Zika virus: 22 countries on the warning list


Zika has not yet been reported in the continental United States except for Hawaii when a brain-damaged baby was born by a mother visiting from Hawaii. Now this virus has been discovered also in Australia.

Australian virologists say the mosquito-borne Zika virus, linked to brain damage in thousands of babies in Brazil, has already been discovered in Australia in travelers returning from South America.

Key points:

-Zika virus detected in some tourists returning from South America
-Virus has been linked to brain damage in babies in Brazil
-Pregnant women urged to delay travel to areas with outbreaks
-Virologist urges Australia to take threat seriously
-However, for the virus to spread, it would need the right species of mosquito to act as a vector.

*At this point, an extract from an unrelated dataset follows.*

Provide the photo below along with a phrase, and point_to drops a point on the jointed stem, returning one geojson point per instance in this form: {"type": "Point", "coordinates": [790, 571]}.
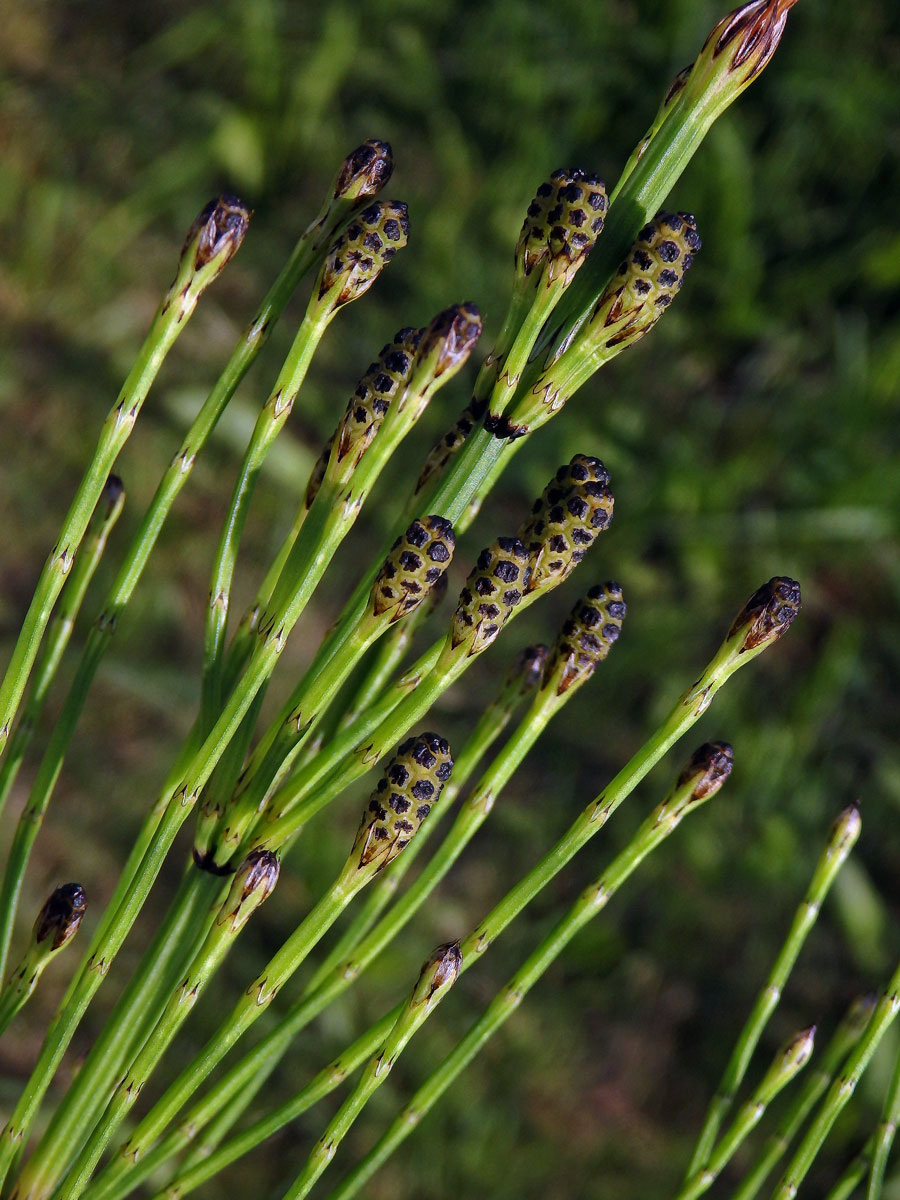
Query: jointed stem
{"type": "Point", "coordinates": [839, 845]}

So far only one such mosquito is present in Australia — the Aedes aegypti mosquito — which is found only in far north Queensland.

The Australian Foreign ministry is warning for travel to 22 countries affected by the virus, including many in South and Central America, and the Pacific island nation Samoa.

The new travel advice comes in response to a warning by the World Health Organisation that Zika virus is now likely to spread to all countries in South, Central and North America except Canada and Chile.

Brazil’s Health Ministry said in November that Zika was linked to a foetal deformation known as microcephaly, in which infants are born with smaller-than-usual brains.

Brazil has reported 3,893 suspected cases of microcephaly, the WHO said last Friday, more than 30 times more than in any year since 2010 and equivalent to 1 to 2 per cent of all newborns in the state of Pernambuco, one of the worst-hit areas.